The scientists observed closely and keenly. Here is a typical passage from their report: ‘Only 1 adult female in the forest showed interest in another macaque’s vomit; she twice smelled the mouth of an adult female. During observations at the temple we saw 20 different individuals show interest in another’s vomit on 21 occasions. Ten of the individuals were successful in eating some of it on 11 occasions. Of the individuals that ate or tasted another monkey’s vomit, 2 were adult females, 2 were adult males, 3 were juvenile females, and 3 were infants.’
Detail from ‘Vomiting in Wild Bonnet Macaques’
The study builds to a thrilling conclusion. The researchers explain what, to them, is a central mystery about vomiting in wild bonnet macaques. Why, they ask, don’t the macaques simply vomit and walk away? Why do they immediately ‘reingest’ the vomit?
Earlier scientists seem not to have noticed this mystery or, if they did notice, to have offered a good explanation.
The key, according to Johnson, Hill, and Cooper, lies in a simple fact. Macaques have spacious pouches built into their cheeks. Johnson et al. apply some logic. ‘We suggest’, they write, ‘that the tendency to hoard food in their cheek pouches explains why they reingested the vomit.’
The study concludes with a modest statement: ‘Our data offer insight into a normal, but largely ignored, behavior of cercopithecines.’
Johnson, Elizabeth C., Eric Hill, and Matthew A. Cooper (2007). ‘Vomiting in Wild Bonnet Macaques.’ International Journal of Primatology 28 (1): 245–56.
Four
Behave Yourself
(Or Don’t)
In Brief
‘I’m Waiting for the Band: Protraction and Provocation at Rock Concerts’
by Richard Witts (published in Popular Music, 2005)
Some of what’s in this chapter: Sheep personality profiling • Spaced out on the beach, measurably • Seating in cinemas, handedly (in Bulgaria)

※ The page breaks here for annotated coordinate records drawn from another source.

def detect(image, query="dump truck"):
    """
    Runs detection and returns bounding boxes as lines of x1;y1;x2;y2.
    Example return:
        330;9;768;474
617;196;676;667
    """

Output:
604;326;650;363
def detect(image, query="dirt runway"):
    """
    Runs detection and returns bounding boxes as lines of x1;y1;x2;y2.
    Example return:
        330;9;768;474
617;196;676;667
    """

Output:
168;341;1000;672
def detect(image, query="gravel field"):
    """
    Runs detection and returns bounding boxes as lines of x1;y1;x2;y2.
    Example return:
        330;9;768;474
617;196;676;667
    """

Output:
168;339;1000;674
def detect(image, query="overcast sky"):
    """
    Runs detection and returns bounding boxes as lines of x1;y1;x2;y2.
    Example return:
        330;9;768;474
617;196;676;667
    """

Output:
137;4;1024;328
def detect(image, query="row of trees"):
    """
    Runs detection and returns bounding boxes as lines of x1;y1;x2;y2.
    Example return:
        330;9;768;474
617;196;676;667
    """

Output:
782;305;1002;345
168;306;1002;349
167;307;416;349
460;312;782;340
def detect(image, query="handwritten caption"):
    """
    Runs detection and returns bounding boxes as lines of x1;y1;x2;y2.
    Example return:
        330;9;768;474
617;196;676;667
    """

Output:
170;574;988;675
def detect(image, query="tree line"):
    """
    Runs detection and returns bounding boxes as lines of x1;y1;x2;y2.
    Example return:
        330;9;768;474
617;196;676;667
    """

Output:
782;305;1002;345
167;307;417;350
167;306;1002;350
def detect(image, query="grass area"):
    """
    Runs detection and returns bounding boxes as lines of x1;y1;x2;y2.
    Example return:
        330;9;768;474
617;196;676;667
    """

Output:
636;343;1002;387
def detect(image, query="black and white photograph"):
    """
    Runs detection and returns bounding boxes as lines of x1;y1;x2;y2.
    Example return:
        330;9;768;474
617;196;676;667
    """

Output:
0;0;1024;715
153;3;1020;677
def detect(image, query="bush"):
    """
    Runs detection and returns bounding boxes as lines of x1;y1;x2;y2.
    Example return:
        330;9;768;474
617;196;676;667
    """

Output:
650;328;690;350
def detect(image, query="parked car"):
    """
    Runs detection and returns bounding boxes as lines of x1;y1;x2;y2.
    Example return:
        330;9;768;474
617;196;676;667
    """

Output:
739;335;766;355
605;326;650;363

• Booing at bigshots • Looking at liars, internationally • Punks and accountants • Clowns of a ministerial turn • Racial cheese profiling • Watching people watch their laundry • Naked in the library • A toilet dilemma • Oscillating, as one will do • Noise-making among the elderly • Chewing delicious food • Chewing distasteful food
Cling Boldly, Sheep
To know – rather than guess – why certain sheep cling to each other while others split off on their own, a person would need to know the size of the group, and also know something about the personalities of the individual sheep. Scientists at the Macaulay Institute in Craigiebuckler, Aberdeen, Scotland, sought this very knowledge when they looked at the loiterings of sheep.
Pablo Michelena, Angela Sibbald, Hans Erhard, and James McLeod (the names of the scientists, not the sheep) wrote up their adventure in a study called ‘Effects of Group Size and Personality on Social Foraging: The Distribution of Sheep Across Patches’. It appeared in 2009 in the journal Behavioral Ecology.
The four scientists observed the meanderings of fifty-eight female Scottish Blackface sheep in tasty green fields, under tightly controlled conditions. Before letting the sheep loiter, the researchers gave each of them a personality test, noting which sheep were bold enough to explore objects with novel smells (lavender, mint, thyme, marjoram, garlic, or coffee) and exotic shapes (a baby’s rattle, a bottle brush, and various baby’s teething rings).
Then they let the sheep loose, in groups of two, four, six, or eight, to graze in grassy arenas. Each arena had some patches of especially desirable (in the scientists’ educated opinion) greenery. That extra-yummy fodder, sprung from extra-fertilized soil, and was allowed to grow especially long so as to be extra-noticeable to the sheep.